WPPZ-FM
- Pennsauken, New Jersey; United States;
- Broadcast area: Philadelphia metropolitan area
- Frequency: 107.9 MHz (HD Radio)
- Branding: Classix 107.9

Programming
- Format: Urban oldies
- Subchannels: HD2: Urban gospel "Praise 107.9 HD2"

Ownership
- Owner: Urban One; (Radio One Licenses, LLC);
- Sister stations: WRNB

History
- First air date: March 1, 1948
- Former call signs: WSNJ-FM (1946–2004); WPPZ (2004); WRNB (2004–2011); WPHI-FM (2011–2016);
- Former frequencies: 98.9 MHz (1948–1961); 107.7 MHz (1961–2004);
- Call sign meaning: "Philadelphia Praise" (former branding and format now on HD2)

Technical information
- Licensing authority: FCC
- Facility ID: 12211
- Class: A
- ERP: 780 watts (analog); 31 watts (digital);
- HAAT: 276 meters (906 ft)
- Transmitter coordinates: 39°57′9.4″N 75°10′3.6″W﻿ / ﻿39.952611°N 75.167667°W

Links
- Public license information: Public file; LMS;
- Webcast: Listen live; HD2: Listen live;
- Website: classixphilly.com; HD2: praisephilly.com;

= WPPZ-FM =

WPPZ-FM (107.9 MHz) is a commercial radio station licensed to serve Pennsauken, New Jersey, in the Philadelphia radio market. The station is owned by Urban One, through licensee Radio One Licenses, LLC, and broadcasts an urban oldies format. Studios are located in Bala Cynwyd and the broadcast tower used by the station is located atop One Liberty Place in Center City, Philadelphia, at.

WPPZ-FM uses HD Radio, and broadcasts an urban gospel format on its HD2 subchannel branded as Praise 107.9 HD2.

==History==
On March 1, 1948, the station signed on at 98.9 MHz as WSNJ-FM in Bridgeton, New Jersey, a farming community about 35 mi south of Philadelphia. It was owned by Eastern States Broadcasting Company. At first, it simulcast its sister station, WSNJ (1240 AM). In the early 1960s, it became an affiliate of the WQXR Classical Network, based in New York City.

In the 1961, WSNJ-FM's frequency moved to 107.7 MHz, after a frequency swap with the Philadelphia Bulletins WPBS, and the station resumed simulcasting the middle of the road format of popular music and news on WSNJ. In 1971, WSNJ-AM-FM were sold to Cohanzick Broadcasting, which held the license until the station's move to the Philadelphia suburbs.

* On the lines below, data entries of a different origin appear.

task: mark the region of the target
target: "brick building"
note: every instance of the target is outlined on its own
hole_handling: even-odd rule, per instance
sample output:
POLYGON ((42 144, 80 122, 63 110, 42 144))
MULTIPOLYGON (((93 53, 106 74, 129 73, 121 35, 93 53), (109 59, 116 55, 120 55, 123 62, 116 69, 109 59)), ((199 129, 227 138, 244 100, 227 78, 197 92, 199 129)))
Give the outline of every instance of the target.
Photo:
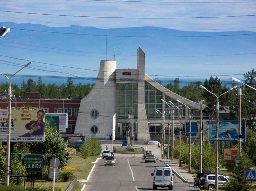
MULTIPOLYGON (((26 93, 24 98, 15 98, 12 99, 12 109, 19 109, 29 104, 35 109, 44 109, 46 113, 65 113, 68 115, 68 128, 66 133, 74 133, 81 100, 66 98, 41 98, 39 93, 26 93)), ((0 98, 0 109, 8 108, 8 98, 0 98)))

In February 2004, the station's frequency and city of license were changed to allow it to move into the more lucrative Philadelphia market. To clear space on the FM band for the new operation, high school station WHHS was moved from 107.9 to 99.9 MHz and a Philadelphia translator of classical station WWFM was taken off the air. During transmitter testing, 107.9 used the call sign WPPZ and broadcast gospel music; owner Radio One eventually gave that call sign and format a permanent home in the market on 103.9 FM. (Before WRNB went on the air in 2004, the call sign was used for a Radio One-owned sister station in Dayton, Ohio, now called WROU-FM.) The new permanent urban AC format as WRNB went on the air on February 4, 2005. Radio One paid $35 million for the "move-in" FM station, which was now able to attract Philadelphia listeners and advertisers.

On September 1, 2011, Radio One moved WRNB's programming to 100.3, and the urban contemporary format of WPHI-FM (which moved away from rhythmic contemporary earlier that year) moved to the weaker signal 107.9 FM as "Hot 107.9" (after stunting that weekend as "Michael Vick Radio" and "Rickey Smiley Radio") on September 4 at 5 p.m.. The first song on "Hot" was Hot In Herre by Nelly.

On November 6, 2014, at 7 p.m., WPHI dropped the "Hot" format and became the fourth classic hip-hop station in the United States (following KNRJ in Phoenix, KDAY/KDEY in Los Angeles and sister station KROI in Houston) as "Boom 107.9". The last song on "Hot" was I Like It by Sevyn Streeter, while the first song on "Boom" was 99 Problems by Jay-Z.

On September 27, 2016, at midnight, WPHI and WPPZ swapped formats and call signs with "Boom" moving to 103.9 FM, and the "Praise" gospel format moving to 107.9 FM. (With the change, WPHI's classic hip hop format shifted to urban contemporary, returning the format to the 103.9 frequency for the first time since 2002 and marking the fourth attempt by Radio One to compete against long dominant WUSL.)

On December 10, 2018, WPPZ flipped to urban oldies branded as "Classix 107.9"; the "Praise" programming was moved to the HD2 subchannel.